A family reunion precipitated by a funeral is familiar territory, but beyond its premise, nothing about this taught, emotionally charged drama is predictable.
Keepsake is an intense, claustrophobic experience. From the intimate setting of the Red Lion Theatre, where no one is more than a few feet away from the action, to the fraught, complicated relationship between the two leads, who skirt around each other and their past with mounting intensity, it’s hard to look away.
At the play’s heart are two sisters, whose characters also seem, on first meeting them, a familiar contrast. Abra (Dilek Rose) is the responsible elder sibling, holding her family together with grim determination. Samara (Lou Broadbent) is the unpredictable, unreliable runaway, who arrives home in Massachusetts just in time for her father Yassir’s funeral, but seems always on the point of flight. Both performances are compelling, their relationship entirely believable – anyone who has a sibling will recognise the quick shifts between irritation, affection, rivalry and understanding.
Though everything takes place in one room – the family kitchen – the play moves through several different times, the layers of one family’s history slowly unravelling through little more than changes of lighting and subtle sound effects.
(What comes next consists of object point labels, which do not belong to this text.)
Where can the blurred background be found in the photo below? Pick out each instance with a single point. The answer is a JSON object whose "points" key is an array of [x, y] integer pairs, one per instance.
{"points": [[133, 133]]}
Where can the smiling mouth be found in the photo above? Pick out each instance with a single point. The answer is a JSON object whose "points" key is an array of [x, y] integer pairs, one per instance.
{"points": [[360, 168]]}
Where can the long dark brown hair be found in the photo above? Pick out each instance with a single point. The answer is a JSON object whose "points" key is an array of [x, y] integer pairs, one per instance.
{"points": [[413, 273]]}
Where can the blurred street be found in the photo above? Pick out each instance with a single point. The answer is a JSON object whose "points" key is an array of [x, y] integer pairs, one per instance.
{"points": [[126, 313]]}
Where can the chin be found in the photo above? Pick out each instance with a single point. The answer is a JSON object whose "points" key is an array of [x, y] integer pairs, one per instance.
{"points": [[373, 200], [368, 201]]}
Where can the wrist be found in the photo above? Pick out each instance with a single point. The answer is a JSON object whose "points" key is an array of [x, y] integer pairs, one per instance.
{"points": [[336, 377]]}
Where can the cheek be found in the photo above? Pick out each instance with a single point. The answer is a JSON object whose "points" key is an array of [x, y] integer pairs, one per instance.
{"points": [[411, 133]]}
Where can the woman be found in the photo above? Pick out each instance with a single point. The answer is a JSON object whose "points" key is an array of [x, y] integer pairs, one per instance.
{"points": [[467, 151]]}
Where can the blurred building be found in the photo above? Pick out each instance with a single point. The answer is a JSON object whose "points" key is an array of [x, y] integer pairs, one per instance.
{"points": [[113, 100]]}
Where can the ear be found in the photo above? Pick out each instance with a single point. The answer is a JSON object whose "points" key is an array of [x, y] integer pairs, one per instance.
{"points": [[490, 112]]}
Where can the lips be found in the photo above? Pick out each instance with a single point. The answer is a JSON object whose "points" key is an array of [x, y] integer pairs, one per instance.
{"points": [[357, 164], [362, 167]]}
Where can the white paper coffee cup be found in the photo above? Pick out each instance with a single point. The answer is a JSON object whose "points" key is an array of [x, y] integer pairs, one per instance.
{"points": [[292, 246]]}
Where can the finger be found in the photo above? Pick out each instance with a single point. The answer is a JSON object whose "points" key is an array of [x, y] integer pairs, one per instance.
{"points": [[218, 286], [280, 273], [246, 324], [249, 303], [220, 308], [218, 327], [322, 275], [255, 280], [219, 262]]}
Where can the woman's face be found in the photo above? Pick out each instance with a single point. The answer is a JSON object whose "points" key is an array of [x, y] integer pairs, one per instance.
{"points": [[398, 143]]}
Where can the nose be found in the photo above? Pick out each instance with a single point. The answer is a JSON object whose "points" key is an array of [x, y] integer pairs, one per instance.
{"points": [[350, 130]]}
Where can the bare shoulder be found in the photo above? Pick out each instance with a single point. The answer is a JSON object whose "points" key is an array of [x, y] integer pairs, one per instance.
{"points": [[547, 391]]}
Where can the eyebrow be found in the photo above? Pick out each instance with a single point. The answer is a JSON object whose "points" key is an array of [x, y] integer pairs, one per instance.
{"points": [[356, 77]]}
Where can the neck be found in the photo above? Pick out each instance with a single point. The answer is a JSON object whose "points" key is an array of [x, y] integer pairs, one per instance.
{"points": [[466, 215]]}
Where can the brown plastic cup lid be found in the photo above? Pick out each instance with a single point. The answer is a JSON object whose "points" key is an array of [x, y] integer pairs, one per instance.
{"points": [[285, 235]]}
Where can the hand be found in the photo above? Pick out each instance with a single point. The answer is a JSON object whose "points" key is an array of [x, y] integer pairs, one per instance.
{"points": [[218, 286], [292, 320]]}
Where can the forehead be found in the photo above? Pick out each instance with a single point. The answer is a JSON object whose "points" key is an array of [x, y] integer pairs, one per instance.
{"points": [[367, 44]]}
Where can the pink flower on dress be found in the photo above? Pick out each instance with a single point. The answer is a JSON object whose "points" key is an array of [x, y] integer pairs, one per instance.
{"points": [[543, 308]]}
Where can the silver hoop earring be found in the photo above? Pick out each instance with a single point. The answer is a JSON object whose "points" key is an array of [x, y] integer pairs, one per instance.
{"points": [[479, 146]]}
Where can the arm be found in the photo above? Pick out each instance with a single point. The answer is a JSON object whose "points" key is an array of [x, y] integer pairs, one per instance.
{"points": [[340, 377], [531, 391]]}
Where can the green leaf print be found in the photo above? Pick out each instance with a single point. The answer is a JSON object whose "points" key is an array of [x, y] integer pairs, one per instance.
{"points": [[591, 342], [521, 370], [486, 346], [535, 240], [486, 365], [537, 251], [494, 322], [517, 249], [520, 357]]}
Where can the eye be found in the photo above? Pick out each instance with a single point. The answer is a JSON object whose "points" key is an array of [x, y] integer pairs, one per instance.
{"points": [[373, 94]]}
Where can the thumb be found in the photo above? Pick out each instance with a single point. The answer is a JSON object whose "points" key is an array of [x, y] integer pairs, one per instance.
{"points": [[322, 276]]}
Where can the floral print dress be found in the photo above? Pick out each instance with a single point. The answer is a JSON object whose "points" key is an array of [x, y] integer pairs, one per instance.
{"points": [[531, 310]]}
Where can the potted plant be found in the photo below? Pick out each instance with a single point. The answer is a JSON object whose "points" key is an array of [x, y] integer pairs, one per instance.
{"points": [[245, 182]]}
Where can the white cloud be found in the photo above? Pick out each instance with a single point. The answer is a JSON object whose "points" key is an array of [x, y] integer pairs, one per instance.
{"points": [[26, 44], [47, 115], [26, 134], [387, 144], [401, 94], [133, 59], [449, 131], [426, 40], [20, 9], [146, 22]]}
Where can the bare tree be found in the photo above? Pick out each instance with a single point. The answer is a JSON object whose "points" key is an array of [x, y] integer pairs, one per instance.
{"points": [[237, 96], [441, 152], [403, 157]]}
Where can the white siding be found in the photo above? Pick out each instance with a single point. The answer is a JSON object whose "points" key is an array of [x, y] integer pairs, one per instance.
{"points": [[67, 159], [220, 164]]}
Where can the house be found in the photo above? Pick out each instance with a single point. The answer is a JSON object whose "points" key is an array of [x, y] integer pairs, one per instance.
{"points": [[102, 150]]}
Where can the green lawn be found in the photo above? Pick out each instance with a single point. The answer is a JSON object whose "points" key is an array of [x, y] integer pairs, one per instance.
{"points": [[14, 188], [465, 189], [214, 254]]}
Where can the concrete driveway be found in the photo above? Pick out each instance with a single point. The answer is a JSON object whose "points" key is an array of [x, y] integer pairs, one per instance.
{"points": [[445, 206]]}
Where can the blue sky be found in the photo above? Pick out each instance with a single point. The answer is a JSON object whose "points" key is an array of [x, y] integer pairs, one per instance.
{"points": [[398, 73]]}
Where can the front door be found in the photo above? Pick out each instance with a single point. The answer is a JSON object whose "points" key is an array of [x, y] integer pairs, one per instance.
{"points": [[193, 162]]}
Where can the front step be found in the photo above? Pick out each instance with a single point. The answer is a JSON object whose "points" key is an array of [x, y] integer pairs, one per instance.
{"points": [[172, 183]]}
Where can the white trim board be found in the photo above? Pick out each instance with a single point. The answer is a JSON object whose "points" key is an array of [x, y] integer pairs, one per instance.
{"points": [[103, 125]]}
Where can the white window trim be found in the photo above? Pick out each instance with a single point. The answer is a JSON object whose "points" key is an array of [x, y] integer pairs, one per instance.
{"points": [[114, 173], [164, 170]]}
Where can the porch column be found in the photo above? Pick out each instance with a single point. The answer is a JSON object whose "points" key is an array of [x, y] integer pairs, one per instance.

The set is wonderfully detailed – I’m told by the American friend who came with me that it was perfect, right down to the paper sizes, plug sockets, and Dunkin’ Doughnuts mug.
The play is dominated by dialogue, behind which the spectre of Yassir (Allon Sylvain) is ever present. A door, leading to the basement where we learn he committed suicide, becomes an increasingly heavy presence which the women edge around uneasily, while Yassir himself appears periodically in flashback, alongside Dilek Rose doubling as her character’s mother. These moments could be jarring, in the middle of such taught scenes, but they’re done smoothly, cleverly using props as links. Yassir’s coat appears on a table, the keepsake box he once gave Samara on a sideboard, and in one particularly effective moment, the mother whips off her headscarf, the lights go up, and she’s her daughter again.
The tension builds unbearably, thanks to powerful performances and a beautifully structured script, until we’re questioning almost everything we initially assumed about the two sisters and their relationship with their father. Somehow, within this, there are also moments of brilliant comedy.
The pressure is relieved by the entrance of James Corscadden’s Danny, who brings a new, dangerous energy. It’s a welcome mood change, but from here the scenes drift slightly into melodrama – the last twist in particular feels too much, too late to add much to what has already been created.
Towards the end, there is a sense that Gregory Beam’s script loses confidence in its own simplicity. The same occasionally feels true of the directing – there’s a lot of distracting musical chairs, as though a character’s sitting still for too long might bore us. By the second half, I was desperate to whip away some of the furniture. Still, despite losing its way in the final moments, this is a startling, atmospheric play, well worth experiencing while you can.